What did the papers say?

“After his well-received Brexit deal, can Sunak next solve the conundrum of how to reduce the spiralling numbers of undocumented arrivals while abiding by the UK’s responsibilities under international human rights law?” asked Politico.

The Times said the prime minister “is likely to face pressure from some Tory MPs to go further and threaten to pull Britain out of the European Convention on Human Rights [ECHR]”, but “he is said to be reluctant to do so and believes that the plans are ‘legally watertight’”.

It has been reported that a clause in the bill is expected to apply a “rights brake” to effectively allow the ECHR and UN’s Refugee Convention to be circumvented.

However, “it is not clear how exactly the government is proposing to limit the rights of asylum seekers”, said the BBC. “Nor is the pledge to deport asylum seekers straightforward” added the broadcaster. “Despite a deal being reached last year, not one migrant has been sent to Rwanda yet and any plans to do so are currently on hold. There is also no returns agreement in place with the EU.”

Yet as lawmakers await the details of the legislation, “campaigners have already hit out at the plans”, reported The Guardian. Sonya Sceats, chief executive of Freedom from Torture, called the proposals “vindictive and dysfunctional”, while Christina Marriott, executive director of strategy at the Red Cross, called the plans “extremely concerning”. Almost all opponents of the bill have claimed it will do little to act as a deterrent or stem the tide of people arriving by boat.

Some senior Tories are also concerned that Sunak’s pledge to stop illegal Channel migrants before the next election could backfire. They have told the Independent they fear he has “over-promised”, claiming that “a political wrangle over the new laws will mean they will be held up in parliament and do not reach the statute book in time to take effect before Polling Day”, the news site reported.

What next?

Politics Home has reported that in a bid to limit a Tory backlash over his Windsor framework Brexit deal on Northern Ireland, “Conservative MPs are being told that getting the deal over the line will boost the chances of striking an agreement with France on tackling small boats crossings, which is one of Sunak’s priorities and a major issue for many Tory MPs”.

Sunak is hoping to introduce legislation before meeting his French counterpart, Emmanuel Macron, at a summit in Paris on Friday, “where the issue of small boats is expected to be high on their agenda”, said Politics Home.

The issue is “likely to become a key battleground at the next election, expected at the end of next year”, said the Mail on Sunday.

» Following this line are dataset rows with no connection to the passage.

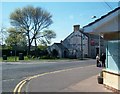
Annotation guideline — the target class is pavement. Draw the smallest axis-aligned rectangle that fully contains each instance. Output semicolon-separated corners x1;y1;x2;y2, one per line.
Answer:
23;66;112;92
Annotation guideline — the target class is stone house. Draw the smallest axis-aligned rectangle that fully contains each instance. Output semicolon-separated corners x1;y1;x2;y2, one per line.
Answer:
83;7;120;91
48;25;104;58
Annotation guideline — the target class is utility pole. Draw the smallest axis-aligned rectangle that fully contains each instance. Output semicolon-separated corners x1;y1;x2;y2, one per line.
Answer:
99;33;101;57
81;33;83;60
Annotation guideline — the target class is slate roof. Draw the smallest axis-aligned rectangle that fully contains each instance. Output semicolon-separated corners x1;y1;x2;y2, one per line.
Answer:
54;43;67;50
83;7;120;28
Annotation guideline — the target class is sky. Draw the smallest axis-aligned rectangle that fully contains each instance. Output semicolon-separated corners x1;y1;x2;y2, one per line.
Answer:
0;0;118;43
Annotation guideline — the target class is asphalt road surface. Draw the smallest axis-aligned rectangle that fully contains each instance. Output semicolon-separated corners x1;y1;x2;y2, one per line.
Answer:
2;59;99;92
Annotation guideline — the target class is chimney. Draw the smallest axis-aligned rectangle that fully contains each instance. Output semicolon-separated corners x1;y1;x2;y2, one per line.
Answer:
73;25;80;31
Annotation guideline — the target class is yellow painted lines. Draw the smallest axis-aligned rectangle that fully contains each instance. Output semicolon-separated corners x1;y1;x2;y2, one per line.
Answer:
13;65;95;94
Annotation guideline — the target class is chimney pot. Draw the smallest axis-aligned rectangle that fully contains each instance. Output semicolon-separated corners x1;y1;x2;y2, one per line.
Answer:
73;25;80;31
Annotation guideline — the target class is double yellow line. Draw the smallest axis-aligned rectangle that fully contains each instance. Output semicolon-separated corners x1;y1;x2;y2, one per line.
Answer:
13;65;95;94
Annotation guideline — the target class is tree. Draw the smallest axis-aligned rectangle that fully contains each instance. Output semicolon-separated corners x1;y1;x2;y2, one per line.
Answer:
36;30;56;46
5;28;27;49
10;6;53;54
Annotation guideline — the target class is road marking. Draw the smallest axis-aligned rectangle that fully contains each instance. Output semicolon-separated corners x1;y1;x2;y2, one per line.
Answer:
18;81;26;94
13;65;95;94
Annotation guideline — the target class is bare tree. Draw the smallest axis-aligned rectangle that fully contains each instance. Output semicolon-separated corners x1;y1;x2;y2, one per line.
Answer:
10;6;53;54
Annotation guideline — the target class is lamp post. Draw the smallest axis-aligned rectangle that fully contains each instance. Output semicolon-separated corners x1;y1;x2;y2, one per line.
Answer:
99;33;101;57
81;33;83;60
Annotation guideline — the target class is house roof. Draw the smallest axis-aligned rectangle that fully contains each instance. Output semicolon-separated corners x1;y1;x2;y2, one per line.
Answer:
54;43;67;49
83;7;120;28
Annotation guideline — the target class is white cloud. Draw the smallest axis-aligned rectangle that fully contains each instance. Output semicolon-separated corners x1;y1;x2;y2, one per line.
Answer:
69;15;74;20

If a deal is struck and the number of small boats begins to come down it could prove a fertile area to fight the next election for Sunak and the Conservatives. But if they fail to deter those crossing the Channel illegally then the party’s hard-won support among the red wall of Brexit-backing former Labour voters will crumble, warned a senior Tory.

Speaking to The Telegraph, Brendan Clarke-Smith MP, the new chairman of the Blue Collar Conservatives group, said the issue could represent an “existential threat” at the next general election, especially with the party’s support squeezed by the anti-immigration Reform Party.

“There’s no point in offending anyone if you don’t have to, but politics means choices, and Sunak would be making the wrong one in this instance if he plumped for offending his core constituency,” said Conservative Home.

“There is no evidence that most people, including these [2019 red wall Tory voters], are opposed to taking in more refugees,” added the website, “but voters won’t long tolerate high levels overall, at least if polling is anything to go by – especially if they feel that those arriving by small boat are making a mockery of border control, and that government is unwilling or incapable or both of doing almost anything at all.”